The Enid News and Eagle, Enid, OK

Local and State News

March 1, 2013

Drug disposal program marks 2-year milestone

ENID, Okla. — Oklahoma Bureau of Narcotics and Dangerous Drugs reached a milestone Friday in its fight against prescription drug abuse across the state.

Friday marked the two-year anniversary of the nation’s first statewide and year-round drug disposal program.

In March 2011, OBN began installing permanent take-back boxes in law enforcement lobbies for the public to safely dispose of unused or unneeded home medications.

Two of the boxes have been installed in Enid, and a total of 126 boxes have been installed statewide. Nearly 30,000 pounds of drugs have been collected for destruction.

One of the boxes is located in Enid Police Department lobby, the other at Garfield County Sheriff’s Office in the courthouse.

OBN Spokesman Mark Woodward said properly disposing of expired medication is critical.

“Prescription drug abuse is an epidemic in Oklahoma. It’s unnecessary and unsafe to leave outdated drugs in the house,” Woodward said. “Old, expired medications left in the home can be targeted by users. Teenagers also target their parents’ current or expired prescription drugs to abuse, trade or sell in order to obtain alcohol, marijuana or other drugs.”

OBN has partnered with police departments and sheriff’s departments in all 77 counties to establish permanent locations for the boxes. Woodward said the boxes allow the public to dispose of old medication year-round, rather than wait for an official drug take-back day in their community.

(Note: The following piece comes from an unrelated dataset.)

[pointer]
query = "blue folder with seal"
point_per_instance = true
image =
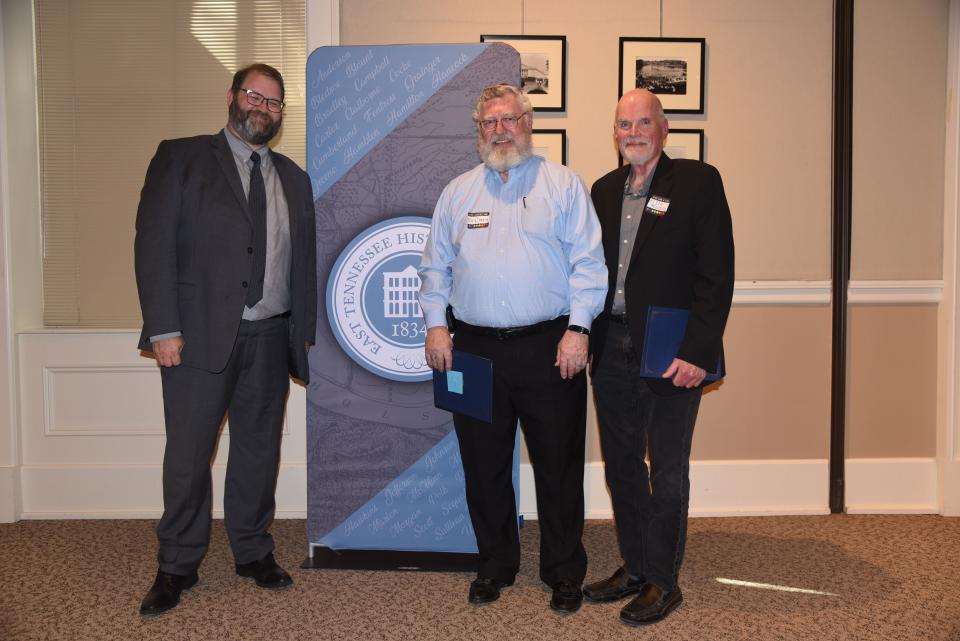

“Take-back days have been very successful, but we don’t want people stock-piling expired medication in their home for weeks or months until a take-back program is held in their community,” Woodward said.

OBN Director Darrell Weaver said the drug drop boxes are vital for preventing deaths resulting from unwanted drugs being taken from the home and abused by an addict, sold on the streets or traded by school students.

“I am very proud of the prescription take-back program, which is the national model for addressing this issue across the country,” Weaver said. “There is no way of knowing how many lives have been saved by getting these drugs out of home medicine cabinets around our state. But I know this, if we save one life, it will be worth it.”

Garfield County Sheriff Jerry Niles said the drop box in the lobby of his office sees quite a bit of use.

“It is packed every month,” Niles said.

He encouraged those with extra or unneeded medications to dispose of them sooner rather than later. He also said to dispose of them properly and to not flush them down the toilet, for environmental reasons.

Enid Police Department’s Capt. Jack Morris said the drop box at the department sees some of the highest use statewide.

“Ours certainly does get utilized,” he said. “It gets used quite frequently.”

OBN has a partnership agreement with Tulsa’s Covanta Energy to safely destroy the drugs collected from the disposal boxes at no cost to OBN, or the state of Oklahoma. The waste material is converted into clean energy. This partnership earned the Henry Bellmon Award for Excellence in 2012.